Timothy Arcuri, Cowan: New Software Deepens and Broadens Ecosystem. With the introduction of new versions for all four of its operating systems, WWDC highlighted even more seamless integration across AAPL devices/platforms to further bolster the allure/stickiness of the ecosystem. New Apple Pay support for online purchases taps into ~$1.3T mobile/online TAM; while an important evolution, the math is far more interesting if it drives new HARDWARE sales. Outperform. $125.
Steven Milunovich, UBS: Four-Platform Palooza as Apple Embraces Developers. “For the first time, we’re going to talk to you about four Apple platforms.”—Tim Cook. We recently asked if Apple gets platforms. Apparently it does based on the litany of technologies being opened up to developers, including Siri, Maps, and Messages. We consider the operating systems to be the primary platforms (Cook pointed to four: iOS, macOS, tvOS, and watchOS) with Apple Pay, Apple Music, and the App Store transaction platforms. Providing APIs allows developers to write applications to Apple’s operating systems, enhancing the platform by leveraging innovation outside the company and bolstering the network effects that make platforms so powerful. Ever since Jobs supported the App Store, Apple has been better balancing vertical product integration with more open horizontal platforms. Buy. $115.

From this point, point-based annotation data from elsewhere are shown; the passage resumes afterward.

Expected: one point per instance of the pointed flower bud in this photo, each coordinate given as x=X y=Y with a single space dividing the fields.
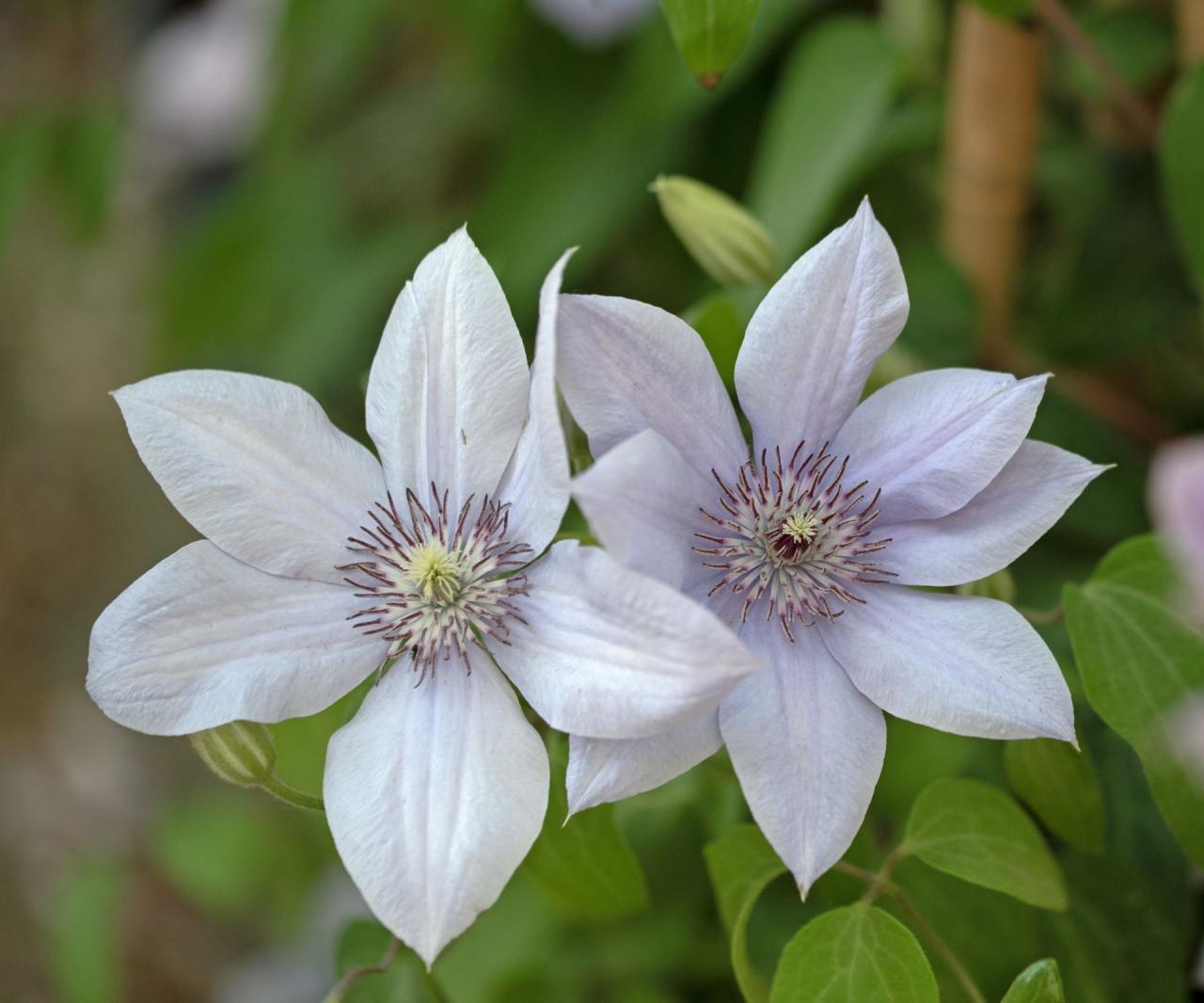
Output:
x=723 y=237
x=241 y=753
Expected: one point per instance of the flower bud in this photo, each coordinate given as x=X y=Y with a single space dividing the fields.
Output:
x=722 y=236
x=241 y=753
x=1000 y=585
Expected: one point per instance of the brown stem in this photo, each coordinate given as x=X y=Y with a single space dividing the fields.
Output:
x=1092 y=392
x=994 y=89
x=1127 y=102
x=356 y=974
x=959 y=972
x=1190 y=14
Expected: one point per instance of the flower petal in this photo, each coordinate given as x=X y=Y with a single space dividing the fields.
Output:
x=961 y=663
x=607 y=653
x=807 y=748
x=934 y=439
x=642 y=502
x=1001 y=523
x=602 y=770
x=434 y=795
x=448 y=388
x=817 y=332
x=202 y=640
x=1177 y=502
x=536 y=482
x=256 y=466
x=626 y=366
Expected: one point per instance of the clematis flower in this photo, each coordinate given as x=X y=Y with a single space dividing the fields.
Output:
x=594 y=22
x=809 y=545
x=1177 y=500
x=324 y=564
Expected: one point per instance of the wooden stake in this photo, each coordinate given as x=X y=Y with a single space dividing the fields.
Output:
x=991 y=129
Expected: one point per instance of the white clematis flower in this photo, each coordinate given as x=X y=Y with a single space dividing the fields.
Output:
x=808 y=548
x=322 y=564
x=1177 y=502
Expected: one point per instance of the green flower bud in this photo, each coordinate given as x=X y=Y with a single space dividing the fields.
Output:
x=241 y=753
x=1000 y=585
x=723 y=237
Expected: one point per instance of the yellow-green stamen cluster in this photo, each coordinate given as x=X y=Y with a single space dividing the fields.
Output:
x=792 y=536
x=436 y=584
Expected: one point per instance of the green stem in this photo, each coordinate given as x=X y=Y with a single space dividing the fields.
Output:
x=881 y=884
x=278 y=788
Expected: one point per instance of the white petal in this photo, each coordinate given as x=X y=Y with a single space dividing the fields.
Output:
x=256 y=466
x=807 y=749
x=536 y=483
x=626 y=366
x=817 y=332
x=434 y=795
x=602 y=770
x=593 y=22
x=448 y=388
x=202 y=640
x=1000 y=524
x=1177 y=500
x=642 y=502
x=934 y=439
x=966 y=665
x=607 y=653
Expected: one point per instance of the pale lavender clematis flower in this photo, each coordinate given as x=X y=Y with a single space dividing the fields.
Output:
x=809 y=547
x=322 y=563
x=594 y=22
x=1177 y=500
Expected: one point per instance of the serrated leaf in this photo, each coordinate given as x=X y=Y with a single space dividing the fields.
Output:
x=1061 y=788
x=1139 y=659
x=852 y=955
x=709 y=34
x=721 y=324
x=978 y=834
x=742 y=864
x=584 y=865
x=1039 y=982
x=1181 y=159
x=832 y=99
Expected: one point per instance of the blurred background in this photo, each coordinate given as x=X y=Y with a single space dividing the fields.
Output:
x=248 y=183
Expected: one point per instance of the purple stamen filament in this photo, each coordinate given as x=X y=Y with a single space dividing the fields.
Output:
x=794 y=537
x=436 y=584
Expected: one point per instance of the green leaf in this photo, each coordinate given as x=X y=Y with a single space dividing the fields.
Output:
x=832 y=99
x=742 y=864
x=584 y=865
x=85 y=926
x=1139 y=44
x=1039 y=982
x=1006 y=9
x=851 y=955
x=709 y=34
x=978 y=834
x=1060 y=786
x=1138 y=660
x=1181 y=159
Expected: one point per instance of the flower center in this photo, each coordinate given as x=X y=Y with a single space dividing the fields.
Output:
x=436 y=584
x=792 y=537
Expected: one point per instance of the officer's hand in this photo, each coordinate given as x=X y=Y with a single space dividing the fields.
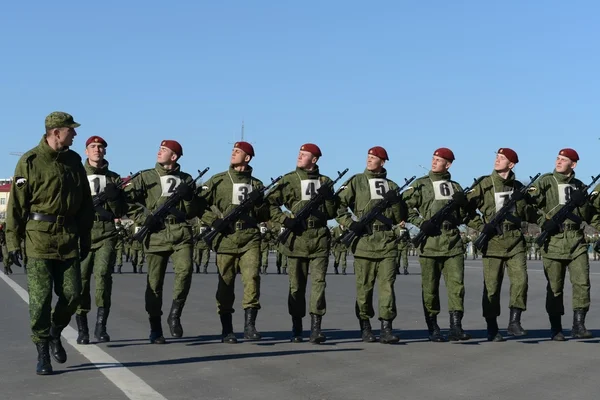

Aaron Rakers, Stifel: Further Opening of iOS to Developers, Enhancements to Messages App, Apple Pay Expansion & More. While the event offered little surprises, we believe most notable was the company’s opening up of its Maps, Siri, Phone, and Messages apps / functionality to developers – allowing for further enhancement / innovation as we continue to focus on Apple’s ability to further monetize its iPhone installed base expansion (>625M). Buy. $120.
Amit Daryanani, RBC: No product refresh. While there were some expectations around potential Macbook Pro and Apple Watch refreshes, we do not view the missing product refresh as a negative given WWDC is a developer/software event. Overall, we think the software updates, together with changes to the App Store announced last week, are targeted to make users more “sticky” to the Apple ecosystem (improving the service revenue stream). Outperform. $120.
Tim Long, BMO: Strengthening the Ecosystem. While none of the individual announcements are revolutionary, we view the total impact of the many updates, all of which will be available in the fall, to the four product platforms as a positive step in further strengthening the Apple ecosystem. Outperform. $118.
Sherri Scribner, Deutsche Bank: Reiterating rating. Hold. $1o5.
Andrew Uerkwitz, Oppenheimer: Reiterating rating. Outperform. $120.
Laura Martin, Needham: Reiterating rating. Strong buy. $150.